In the US there is the presidential election race, and coal has emerged as a key issue in so-called swing states. Over there, President Barack Obama is routinely called anti-coal, while rival Mitt Romney is said to support expansion of the industry.

If the political pressures on US coal are not sufficiently interesting then shift focus to Indonesia where a bare-knuckle brawl has broken out in one of that country’s biggest coal companies, Bumi Resources, with the alarming potential for religious rivalries to get dragged in should the name-calling get worse.

For Australian coal companies, neither the US nor Indonesian coal clashes might appear particularly relevant. That is until the potential for both to spill into the global coal trade is considered.

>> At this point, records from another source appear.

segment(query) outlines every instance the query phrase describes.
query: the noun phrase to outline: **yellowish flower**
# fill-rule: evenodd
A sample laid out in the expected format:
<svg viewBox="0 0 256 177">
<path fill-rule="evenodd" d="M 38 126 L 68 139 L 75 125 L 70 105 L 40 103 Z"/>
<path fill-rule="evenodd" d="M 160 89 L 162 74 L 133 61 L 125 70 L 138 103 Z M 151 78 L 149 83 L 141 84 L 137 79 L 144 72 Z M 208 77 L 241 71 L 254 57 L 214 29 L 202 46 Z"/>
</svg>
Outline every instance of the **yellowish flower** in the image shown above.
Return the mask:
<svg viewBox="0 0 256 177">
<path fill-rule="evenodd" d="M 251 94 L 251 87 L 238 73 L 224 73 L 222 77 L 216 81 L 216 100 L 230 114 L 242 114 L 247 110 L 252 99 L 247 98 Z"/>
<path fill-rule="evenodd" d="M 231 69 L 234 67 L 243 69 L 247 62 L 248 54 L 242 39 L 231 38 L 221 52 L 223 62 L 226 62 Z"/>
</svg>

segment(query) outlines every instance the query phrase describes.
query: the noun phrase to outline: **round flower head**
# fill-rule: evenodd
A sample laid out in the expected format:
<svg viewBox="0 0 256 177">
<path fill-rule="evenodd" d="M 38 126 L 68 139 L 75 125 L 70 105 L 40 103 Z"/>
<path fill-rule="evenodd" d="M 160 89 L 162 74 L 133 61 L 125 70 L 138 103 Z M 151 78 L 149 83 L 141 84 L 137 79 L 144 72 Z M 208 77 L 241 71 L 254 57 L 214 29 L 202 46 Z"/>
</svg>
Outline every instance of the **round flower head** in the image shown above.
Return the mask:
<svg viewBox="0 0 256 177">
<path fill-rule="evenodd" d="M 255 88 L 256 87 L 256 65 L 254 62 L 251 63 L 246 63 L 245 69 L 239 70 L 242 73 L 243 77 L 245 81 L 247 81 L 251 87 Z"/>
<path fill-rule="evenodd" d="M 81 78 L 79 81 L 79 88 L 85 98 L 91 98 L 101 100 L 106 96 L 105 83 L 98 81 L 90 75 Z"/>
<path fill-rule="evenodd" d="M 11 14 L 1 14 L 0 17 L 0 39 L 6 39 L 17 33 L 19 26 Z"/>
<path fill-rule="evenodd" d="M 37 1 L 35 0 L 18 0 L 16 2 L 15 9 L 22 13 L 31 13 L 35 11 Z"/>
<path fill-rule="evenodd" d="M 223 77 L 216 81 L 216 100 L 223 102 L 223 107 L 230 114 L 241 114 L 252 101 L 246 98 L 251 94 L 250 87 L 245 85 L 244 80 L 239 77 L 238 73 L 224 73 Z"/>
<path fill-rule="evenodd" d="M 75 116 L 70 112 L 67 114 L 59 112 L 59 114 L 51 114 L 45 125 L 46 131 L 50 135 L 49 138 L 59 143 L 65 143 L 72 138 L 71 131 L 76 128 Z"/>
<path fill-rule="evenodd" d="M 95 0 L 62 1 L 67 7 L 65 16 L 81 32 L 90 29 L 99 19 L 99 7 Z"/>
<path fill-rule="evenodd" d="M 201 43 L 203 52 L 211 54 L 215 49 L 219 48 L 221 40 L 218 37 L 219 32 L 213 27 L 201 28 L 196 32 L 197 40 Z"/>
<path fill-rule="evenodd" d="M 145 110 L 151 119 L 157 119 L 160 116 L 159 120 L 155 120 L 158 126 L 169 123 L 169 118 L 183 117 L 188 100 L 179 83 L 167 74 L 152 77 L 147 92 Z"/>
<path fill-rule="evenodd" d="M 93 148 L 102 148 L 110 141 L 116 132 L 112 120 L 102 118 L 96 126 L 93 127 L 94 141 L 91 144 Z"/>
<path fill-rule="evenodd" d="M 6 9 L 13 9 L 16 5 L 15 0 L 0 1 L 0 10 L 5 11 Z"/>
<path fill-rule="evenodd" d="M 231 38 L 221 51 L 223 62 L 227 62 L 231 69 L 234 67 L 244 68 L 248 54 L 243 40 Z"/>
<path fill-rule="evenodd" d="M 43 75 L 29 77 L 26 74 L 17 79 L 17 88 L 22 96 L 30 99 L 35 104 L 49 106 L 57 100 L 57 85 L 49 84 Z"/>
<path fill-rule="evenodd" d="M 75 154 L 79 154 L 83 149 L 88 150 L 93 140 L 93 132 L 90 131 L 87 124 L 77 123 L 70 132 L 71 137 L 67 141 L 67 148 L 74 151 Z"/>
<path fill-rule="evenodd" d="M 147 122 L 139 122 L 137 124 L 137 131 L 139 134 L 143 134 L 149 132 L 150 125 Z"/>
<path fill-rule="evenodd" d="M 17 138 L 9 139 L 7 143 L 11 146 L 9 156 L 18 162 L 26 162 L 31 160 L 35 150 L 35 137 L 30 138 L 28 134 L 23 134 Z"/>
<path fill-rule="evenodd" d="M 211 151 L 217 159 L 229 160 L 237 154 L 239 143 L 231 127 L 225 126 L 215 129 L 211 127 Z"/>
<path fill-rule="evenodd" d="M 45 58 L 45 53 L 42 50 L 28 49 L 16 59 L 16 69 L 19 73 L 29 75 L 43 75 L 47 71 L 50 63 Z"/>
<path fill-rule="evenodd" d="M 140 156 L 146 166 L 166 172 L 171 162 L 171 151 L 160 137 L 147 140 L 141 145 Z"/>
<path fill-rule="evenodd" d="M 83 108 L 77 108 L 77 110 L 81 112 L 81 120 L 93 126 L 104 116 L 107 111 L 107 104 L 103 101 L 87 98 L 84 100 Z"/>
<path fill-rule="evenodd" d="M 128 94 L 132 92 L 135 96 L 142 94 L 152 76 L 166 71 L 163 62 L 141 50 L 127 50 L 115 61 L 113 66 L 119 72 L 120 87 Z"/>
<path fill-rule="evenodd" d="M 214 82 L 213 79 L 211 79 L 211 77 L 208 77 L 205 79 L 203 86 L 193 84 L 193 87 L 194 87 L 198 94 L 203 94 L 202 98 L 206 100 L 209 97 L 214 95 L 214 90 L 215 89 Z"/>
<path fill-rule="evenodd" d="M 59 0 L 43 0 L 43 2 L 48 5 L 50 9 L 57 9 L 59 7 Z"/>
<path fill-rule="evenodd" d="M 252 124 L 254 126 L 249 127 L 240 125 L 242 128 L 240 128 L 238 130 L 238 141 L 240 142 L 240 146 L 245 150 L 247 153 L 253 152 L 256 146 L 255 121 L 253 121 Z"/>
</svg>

At Bumi, the end result of a fight between major shareholders could lead to a collapse of the company and suspension of mining until allegations of corruption are sorted.

Unlikely as that might sound, the Bumi dispute is already taking on an international dimension as European investors in the business call for a high-powered investigation into missing money and some Indonesian observers have started to play the religious card because of the Jewish background of Nathaniel Rothschild, the London-based co-founder of Bumi.

Letters to newspapers in Jakarta have included alarming threats against western institutions in Indonesia including churches, though how the link is drawn between coal mining and religion is a mystery to The Hog.

Whatever the cause of the curious logic being aired in the Bumi dispute, it certainly qualifies for one of the most interesting disputes affecting a coal company anywhere in the world.

Precisely what has happened in Indonesia might one day be revealed by the law firm appointed by Bumi PLC, the London-listed company that partners PT Bumi Resources, though the central issue appears to be money.

According to reports coming out of Jakarta a whistle-blower inside Bumi Resources got word to London about millions of dollars sent to the Yemen, allegedly to fund an oil exploration project, though very little appears to have been spent actually drilling.

For investors in Bumi PLC, the missing funds are the last straw in what has been a painful experience over the past 18 months. Their company’s shares have been hit by the falling coal price and a war of words between the pro-Rothschild forces on the company’s board and forces aligned with one of Indonesia’s richest families, the Bakries, on the other.

The net result is a stock that once traded on the London Stock Exchange at 14 pounds a share is trading at about 1.50 pounds. That is enough to have any investor look for a scapegoat, no matter what damage it does to the operations of the business because most of the pain has already been felt in the share price.

In the US presidential election, coal moved back to centre stage this week when workers at the Century mine in Ohio found themselves caught in a political point-scoring storm after they appeared on a platform behind Romney.

Dressed in working gear, despite it later being revealed the mine was closed for Romney’s visit, the miners were lined up behind a slogan reading “Coal country stands with Mitt”

Not everyone in the picture was happy with being used for political purposes with claims quickly emerging that the workers were ordered onto the stage by management, providing Obama the ammunition for a stinging rebuke that Romney had used the men as “advertising props”

What US political antics may mean for the Australian coal industry is a question that had The Hog thinking, and he reckons that if the presidential election goes the way it seems to be going then it is not good news.

Obama appears to be heading for a win, and if that is the case he will continue to apply pressure on the power-generation industry to favour fuel sources other than coal, with gas, wind and solar the preferred choices.

That means more US coal will be heading overseas as mine owners chase markets to replace what they lose at home.

In both cases, Bumi in Indonesia and coal as a political prop in the US, the underlying issue is the pressure being placed on the industry by falling prices.

Australia’s coal industry is yet to have a corruption scandal of the scale engulfing Bumi, or an election with coal centre-stage. But if prices stay low and there are more pit closures, it may not be long before we get a taste of what’s happening overseas.